Considérant qu'aux termes de l'article L.203 du livre des procédures fiscales : "Lorsqu'un contribuable demande la décharge ou la réduction d'une imposition quelconque, l'administration peut, à tout moment de la procédure et malgré l'expiration des délais de prescription, effectuer ou demander la compensation, dans la limite de l'imposition contestée, entre les dégrèvements reconnus justifiés et les insuffisances ou omissions de toute nature constatées dans l'assiette ou le calcul de l'imposition au cours de l'instruction de la demande" ;

Considérant, d'une part, que la société locataire des bureaux a versé en 1979 un dépôt de garantie de 85.000 F qui a été compris à tort dans les recettes imposables de la société civile immobilière du "..." ; que, d'autre part, le vérificateur a admis à tort comme charges déductibles, à hauteur de 153.328 F, certaines des dépenses engagées pour réaliser les travaux ci-dessus mentionnés ; que c'est, dès lors, à bon droit que le tribunal administratif, estimant qu'en vertu du droit de compensation prévu à l'article L.203 précité du livre des procédures fiscales, les deux erreurs commises par l'administration devaient se compenser, a maintenu la somme de 85.000 F dans les recettes imposables de la société civile immobilière ;

Considérant qu'il résulte de tout ce qui précède que, sans qu'il y ait lieu d'ordonner l'expertise sollicitée, les héritiers de Mme Juliette MAZARGUIL sont seulement fondés à soutenir que les cotisations d'impôt sur le revenu assignées à cette dernière, au titre des années 1979 à 1983, doivent être établies en tenant compte au prorata de ses parts dans la société civile immobilière "du ...", de la déduction de l'indemnité d'éviction versée à la société "Les Bains Taranne" ;
Article 1er : Les cotisations d'impôt sur le revenu assignées à Mme Juliette MAZARGUIL, au titre des années 1979 et 1980, seront établies, en tenant compte, au prorata de ses parts dans la société civile immobilière "du ...", de la déduction de l'indemnité d'éviction versée à la société "Les Bains Taranne" pour des montants de 100.000 F en 1979 et 30.000 F en 1980.

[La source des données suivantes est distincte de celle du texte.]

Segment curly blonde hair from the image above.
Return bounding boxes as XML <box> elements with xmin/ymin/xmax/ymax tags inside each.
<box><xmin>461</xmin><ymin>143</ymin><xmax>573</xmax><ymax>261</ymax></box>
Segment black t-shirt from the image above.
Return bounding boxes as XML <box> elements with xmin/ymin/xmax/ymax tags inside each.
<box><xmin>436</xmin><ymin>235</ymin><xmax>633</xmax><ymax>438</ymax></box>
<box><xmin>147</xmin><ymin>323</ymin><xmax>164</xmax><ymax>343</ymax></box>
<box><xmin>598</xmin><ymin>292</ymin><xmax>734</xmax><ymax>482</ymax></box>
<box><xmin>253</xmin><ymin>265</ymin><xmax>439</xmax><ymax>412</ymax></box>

Article 2 : Mme Juliette MAZARGUIL est déchargée, au titre des années 1979 et 1980, de la différence entre l'impôt auquel elle a été assujettie et celui résultant de l'article premier ci-dessus.
Article 3 : Le jugement du tribunal administratif de Paris, en date du 3 novembre 1988 est réformé en ce qu'il a de contraire au présent arrêt.
Article 4 : Le surplus des conclusions de la requête est rejeté.